Security Best Practices for Users

All Platforms

  • Never commit credentials. The .gitignore explicitly excludes credentials/, device_id, and kimi.json.
  • Encrypt your workspace. Since Kimiko is used for pentesting, ensure your ~/.kimi-code and associated work directories are on an encrypted partition (e.g., FileVault on macOS, LUKS on Linux, BitLocker on Windows).
  • Run make verify after installation to confirm files landed with correct permissions.
  • Review scripts before sourcing them into your shell environment.

macOS / Linux / WSL

  • Use chmod 600 on config.toml, kimi.toml, and mandate YAML files after any manual edits.
  • Verify with ls -la ~/.kimi-code.
  • WSL note: WSL uses the native Linux filesystem, so Unix permissions are fully enforced.

Windows (PowerShell)

  • NTFS uses ACLs instead of Unix permission bits.
  • To restrict access to %USERPROFILE%\.kimi-code:
    icacls $env:USERPROFILE\.kimi-code /inheritance:r
    icacls $env:USERPROFILE\.kimi-code /grant:r $env:USERNAME:(OI)(CI)F
  • Ensure PowerShell execution policy is set appropriately: Set-ExecutionPolicy RemoteSigned -Scope CurrentUser.

Mobile Device & Reverse Engineering Research

  • Isolate device-under-test.
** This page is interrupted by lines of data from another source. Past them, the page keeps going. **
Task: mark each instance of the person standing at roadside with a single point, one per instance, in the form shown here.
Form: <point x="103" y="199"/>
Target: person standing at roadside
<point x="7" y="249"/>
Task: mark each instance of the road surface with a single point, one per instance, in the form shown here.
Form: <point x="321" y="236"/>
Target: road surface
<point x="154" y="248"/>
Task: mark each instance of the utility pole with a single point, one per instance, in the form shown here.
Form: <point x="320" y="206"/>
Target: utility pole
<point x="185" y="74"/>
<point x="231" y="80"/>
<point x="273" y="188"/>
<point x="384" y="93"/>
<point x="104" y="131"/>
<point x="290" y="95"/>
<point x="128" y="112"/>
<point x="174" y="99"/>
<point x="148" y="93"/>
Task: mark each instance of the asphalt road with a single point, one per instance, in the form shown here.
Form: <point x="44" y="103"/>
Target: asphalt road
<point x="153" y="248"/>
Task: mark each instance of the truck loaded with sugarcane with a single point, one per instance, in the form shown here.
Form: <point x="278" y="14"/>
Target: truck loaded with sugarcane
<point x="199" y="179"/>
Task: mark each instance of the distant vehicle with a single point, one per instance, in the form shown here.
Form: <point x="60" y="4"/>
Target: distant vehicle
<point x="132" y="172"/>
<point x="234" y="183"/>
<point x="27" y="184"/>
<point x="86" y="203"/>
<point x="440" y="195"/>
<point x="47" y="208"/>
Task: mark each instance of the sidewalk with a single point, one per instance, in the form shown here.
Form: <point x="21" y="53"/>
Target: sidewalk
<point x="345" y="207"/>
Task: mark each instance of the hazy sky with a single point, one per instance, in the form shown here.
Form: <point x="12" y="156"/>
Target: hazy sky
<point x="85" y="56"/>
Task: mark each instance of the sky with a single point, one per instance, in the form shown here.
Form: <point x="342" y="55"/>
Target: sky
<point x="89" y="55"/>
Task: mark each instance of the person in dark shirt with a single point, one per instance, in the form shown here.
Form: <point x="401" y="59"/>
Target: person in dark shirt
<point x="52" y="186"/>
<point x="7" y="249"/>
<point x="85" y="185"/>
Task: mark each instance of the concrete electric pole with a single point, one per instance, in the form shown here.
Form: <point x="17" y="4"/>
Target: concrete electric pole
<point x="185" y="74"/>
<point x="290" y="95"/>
Mobile bypassing, flashing, jailbreaking, and rooting should be performed only on devices you own or are explicitly authorized to test, preferably on a dedicated research device.
  • Protect firmware and binary artifacts. Extracted firmware, decrypted binaries, and debug symbols may contain proprietary or sensitive data; store them encrypted and limit access to authorized researchers.
  • Secure serial/debug interfaces. UART, JTAG, and SWD probes can leave devices in an unlocked or debug-enabled state; restore default lock states after research.

Data Handling

  • Sanitize outputs. Before sharing any Kimi Pentest output, verify it doesn't contain local paths, usernames, device identifiers (IMEI, serial numbers, MAC addresses), or sensitive network identifiers.
  • Isolate your pentesting environment. If possible, run Kimiko within a dedicated VM or container to prevent side-channel leaks to your host system.